Many in India find this argument very disturbing. They say it is the resurrection of the “two-nations theory,” which led to the partition of the country and believes that Hindus and Muslims cannot live together.
Gopalkrishna Gandhi, great grandson of India’s iconic freedom fighter Mohandas Karamchand Gandhi, wrote in the English daily Hindustan Times: “The Two Nations Theory, we must now remind ourselves, had Muslim and Hindu adherents. Pakistan slaked the thirst of the first. That of the second is now wandering over the Indian countryside looking for, thirsting for, disemboweling the Indian earth for, the aquifers of hate.”
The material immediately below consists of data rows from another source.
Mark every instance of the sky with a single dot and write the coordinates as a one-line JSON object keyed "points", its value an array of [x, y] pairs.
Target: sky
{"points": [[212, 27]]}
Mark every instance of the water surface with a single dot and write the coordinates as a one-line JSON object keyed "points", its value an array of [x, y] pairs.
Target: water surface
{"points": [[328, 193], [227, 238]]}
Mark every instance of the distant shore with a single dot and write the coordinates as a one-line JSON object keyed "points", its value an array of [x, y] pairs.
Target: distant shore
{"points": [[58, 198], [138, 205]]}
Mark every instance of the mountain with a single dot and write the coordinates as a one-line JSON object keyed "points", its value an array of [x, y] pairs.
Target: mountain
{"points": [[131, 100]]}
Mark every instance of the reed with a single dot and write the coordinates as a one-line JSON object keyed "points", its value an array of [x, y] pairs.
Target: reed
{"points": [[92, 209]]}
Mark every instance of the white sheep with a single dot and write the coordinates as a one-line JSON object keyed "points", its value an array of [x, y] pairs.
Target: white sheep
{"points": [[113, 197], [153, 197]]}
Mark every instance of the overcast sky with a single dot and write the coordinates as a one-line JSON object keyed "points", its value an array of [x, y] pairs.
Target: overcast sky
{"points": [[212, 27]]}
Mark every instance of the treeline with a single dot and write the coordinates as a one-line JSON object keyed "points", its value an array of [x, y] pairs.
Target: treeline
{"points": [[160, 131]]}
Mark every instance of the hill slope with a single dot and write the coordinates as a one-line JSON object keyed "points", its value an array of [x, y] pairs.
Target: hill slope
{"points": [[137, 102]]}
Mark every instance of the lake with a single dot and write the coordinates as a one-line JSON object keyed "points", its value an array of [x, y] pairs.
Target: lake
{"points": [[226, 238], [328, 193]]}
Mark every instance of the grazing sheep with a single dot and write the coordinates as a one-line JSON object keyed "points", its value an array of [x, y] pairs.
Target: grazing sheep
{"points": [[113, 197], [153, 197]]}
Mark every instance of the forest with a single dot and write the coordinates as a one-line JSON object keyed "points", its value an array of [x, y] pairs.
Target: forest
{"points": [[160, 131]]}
Irfan Habib, a prominent historian teaching at Aligarh Muslim University (AMU), told Arab News that the current government is “steeped in religious communalism that creates fear among religious minorities.”
Veteran BBC journalist Mark Tully told Arab News: “Modi runs a Hindu government. He has moved away from the center-right position that the previous BJP government under Atal Behari Vajpayee took, and this is disturbing.”
For the rise of Hindu extremist forces, Tully also blames the Congress Party for “not spelling out in clear terms its secular ideology.”
India at 70 is in a state of flux. The very idea of it as a multicultural, multilingual, multi-religious country is at stake.
Seventy years ago, when the nation-building process started, religious minorities trusted the assurances given to them by the political leadership.
Today that trust is broken. Qasmi’s anxiety is genuine, as are the concerns of many regarding the direction the country is taking.